Outras investigações apontam riscos acrescidos para quem vive sistematicamente contra o relógio biológico. Pessoas noturnas tendem a enfrentar mais problemas metabólicos, maior desgaste emocional e até risco de morte prematura 10% superior, segundo um estudo de 2018 da Northwestern University.

Comportamentos associados às horas tardias — alimentação desregulada, sedentarismo, uso de ecrãs e consumo de álcool — parecem ter grande peso nestes resultados. Investigadores de Stanford, em 2024, também associaram noites prolongadas à pior saúde mental.

A maioria dos especialistas concorda: cada pessoa deve tentar sincronizar a sua vida com o seu cronótipo. O cientista do sono Matthew Walker, da Universidade da Califórnia em Berkeley, resume a ideia: “As pessoas devem viver em sintonia com o seu cronótipo, e não contra ele”, pode ler-se na ZME Science.

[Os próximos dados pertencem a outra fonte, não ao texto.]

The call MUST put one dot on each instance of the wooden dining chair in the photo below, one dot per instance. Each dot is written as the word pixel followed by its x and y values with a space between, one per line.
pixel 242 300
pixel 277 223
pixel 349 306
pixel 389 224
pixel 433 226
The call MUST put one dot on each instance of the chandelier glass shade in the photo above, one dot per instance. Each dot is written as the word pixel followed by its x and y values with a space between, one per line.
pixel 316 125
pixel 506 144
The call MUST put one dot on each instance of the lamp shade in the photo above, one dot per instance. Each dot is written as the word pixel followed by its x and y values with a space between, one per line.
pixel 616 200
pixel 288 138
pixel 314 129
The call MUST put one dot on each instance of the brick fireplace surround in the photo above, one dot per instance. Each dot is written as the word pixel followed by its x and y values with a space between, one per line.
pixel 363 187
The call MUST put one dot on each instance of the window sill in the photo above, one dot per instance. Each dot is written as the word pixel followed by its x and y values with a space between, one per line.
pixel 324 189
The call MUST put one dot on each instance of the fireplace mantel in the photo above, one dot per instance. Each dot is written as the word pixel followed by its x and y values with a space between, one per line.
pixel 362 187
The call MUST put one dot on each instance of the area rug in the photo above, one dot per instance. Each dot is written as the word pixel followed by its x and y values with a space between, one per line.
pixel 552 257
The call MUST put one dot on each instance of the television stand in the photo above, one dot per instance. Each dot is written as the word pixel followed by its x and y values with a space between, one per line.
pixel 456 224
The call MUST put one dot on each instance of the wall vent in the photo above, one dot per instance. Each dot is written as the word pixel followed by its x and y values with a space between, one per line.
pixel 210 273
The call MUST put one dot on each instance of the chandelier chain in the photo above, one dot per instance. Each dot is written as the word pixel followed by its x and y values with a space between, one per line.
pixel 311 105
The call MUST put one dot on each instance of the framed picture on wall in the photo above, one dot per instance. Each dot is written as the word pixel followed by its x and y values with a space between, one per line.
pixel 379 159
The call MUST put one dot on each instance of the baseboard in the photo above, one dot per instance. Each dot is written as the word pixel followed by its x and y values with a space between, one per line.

Alterações são possíveis — como procurar luz natural pela manhã, regular horários de refeições e evitar estimulantes à tarde — mas a biologia determina limites claros. A maioria das pessoas regressa ao seu ritmo natural assim que deixa de forçar horários artificiais.

Em última análise, ser mais matutino ou mais noturno não determina a inteligência, mas pode influenciar o melhor momento do dia para cada pessoa desempenhar tarefas exigentes. Para uns, é ao amanhecer; para outros, quando a casa adormece.

A chave, dizem os especialistas, está em respeitar o próprio relógio — e não tentar viver permanentemente no de outra pessoa.